Stabat Mater

Saturday 5 March 2016, Church of St Alphege, Oldfield Lane, Bath, BA2 3NR

Three Stabat Mater form the core of this concert by Browne, Palestrina and Scarlatti
Monteverdi Confitebor tibi Domine III
Henry Purcell Funeral Sentences
Arvo Pärt An den Wasser zu singen

 

Review by Antony Corfe published in Bath Chronicle

There’s a special warmth about the Church of St Alphege, and it hosted the appreciative audience that the Paragon Singers have deservedly attracted over time. They performed early music, with a contemporary contrast to leaven it – this time by Arvo Pӓrt. The early music cognoscenti express interesting and often differing views on the merits of performance – tempi, phrasing, volume, balance, and so on, and rightly so; it’s all to do with their individual beliefs as to how that wonderful music should be presented. For me – well, I don’t necessarily analyse what I hear, but it’s the magic in the very performance by an excellent choir that grips and moves me, as it did that evening.

16-03 Stabat Mater.png

It was not without imperfection; Monteverdi is not easy.
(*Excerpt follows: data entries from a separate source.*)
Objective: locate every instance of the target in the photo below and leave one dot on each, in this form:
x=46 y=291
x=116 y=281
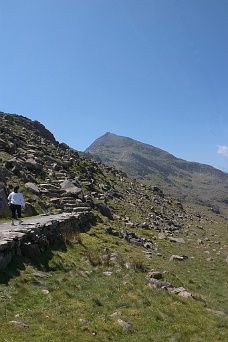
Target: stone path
x=6 y=227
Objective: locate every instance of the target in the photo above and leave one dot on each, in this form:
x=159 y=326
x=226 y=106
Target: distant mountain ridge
x=189 y=181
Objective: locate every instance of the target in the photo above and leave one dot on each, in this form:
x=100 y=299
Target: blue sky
x=152 y=70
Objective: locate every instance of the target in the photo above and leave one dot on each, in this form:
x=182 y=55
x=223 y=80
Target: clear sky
x=152 y=70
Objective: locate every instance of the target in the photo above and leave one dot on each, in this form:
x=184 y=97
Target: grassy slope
x=73 y=273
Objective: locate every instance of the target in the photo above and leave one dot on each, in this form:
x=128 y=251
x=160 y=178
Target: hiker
x=16 y=200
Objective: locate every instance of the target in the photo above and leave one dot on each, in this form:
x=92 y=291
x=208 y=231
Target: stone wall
x=32 y=240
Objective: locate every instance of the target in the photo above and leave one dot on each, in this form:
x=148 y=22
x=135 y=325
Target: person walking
x=16 y=201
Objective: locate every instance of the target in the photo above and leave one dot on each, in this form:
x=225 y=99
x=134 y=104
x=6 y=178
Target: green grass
x=78 y=289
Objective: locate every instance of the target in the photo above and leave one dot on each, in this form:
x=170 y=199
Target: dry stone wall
x=33 y=239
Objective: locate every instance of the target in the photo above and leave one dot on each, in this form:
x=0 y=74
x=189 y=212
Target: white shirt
x=16 y=198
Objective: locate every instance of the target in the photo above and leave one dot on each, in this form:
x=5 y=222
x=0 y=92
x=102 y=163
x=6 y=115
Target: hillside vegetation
x=147 y=267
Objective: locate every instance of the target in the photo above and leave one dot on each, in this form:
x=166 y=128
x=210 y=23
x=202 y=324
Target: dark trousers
x=15 y=208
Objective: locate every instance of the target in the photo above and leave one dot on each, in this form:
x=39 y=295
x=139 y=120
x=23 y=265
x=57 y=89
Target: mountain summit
x=188 y=181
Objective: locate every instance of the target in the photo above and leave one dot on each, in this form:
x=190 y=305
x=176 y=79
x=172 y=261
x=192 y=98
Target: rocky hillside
x=138 y=240
x=55 y=178
x=190 y=182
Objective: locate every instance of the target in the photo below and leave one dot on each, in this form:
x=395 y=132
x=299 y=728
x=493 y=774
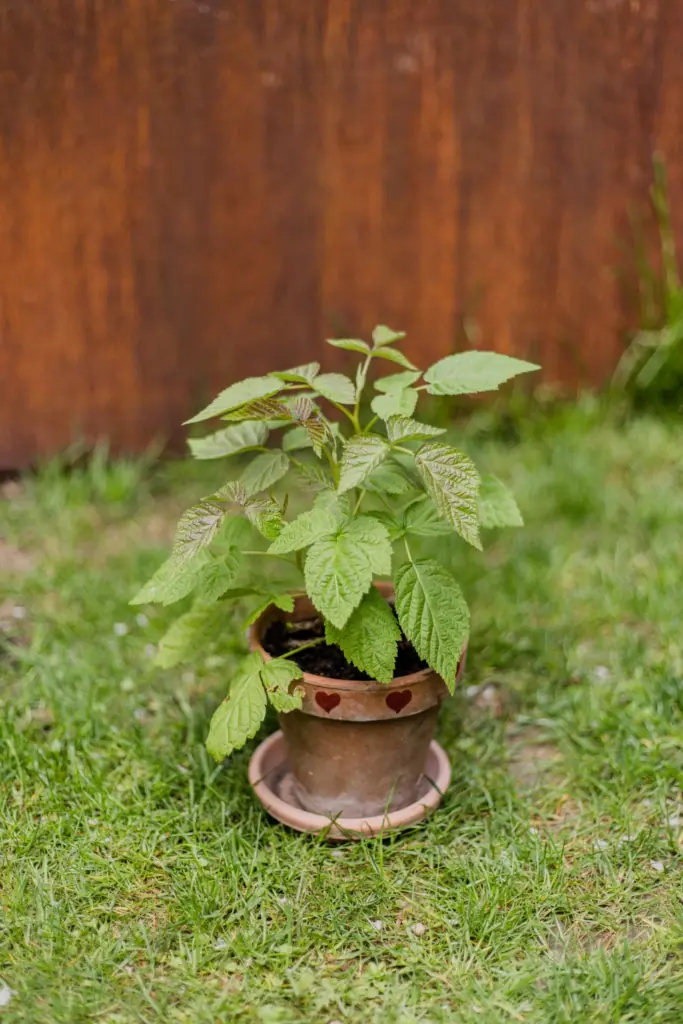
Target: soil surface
x=328 y=659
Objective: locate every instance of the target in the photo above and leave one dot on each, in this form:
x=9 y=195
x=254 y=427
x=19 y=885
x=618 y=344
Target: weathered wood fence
x=191 y=190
But the mark of a good choir is its speed of recovery and here the Paragon Singers gained full marks after a slightly hesitant start. The Pӓrt was difficult too, with the tuning of those introductory solo entries, but then characterised by a fine performance.

Purcell’s ‘Funeral Sentences’, was full of sumptuous phrasing; the concert ended wonderfully in the brilliance of Scarlatti’s ‘Stabat Mater’.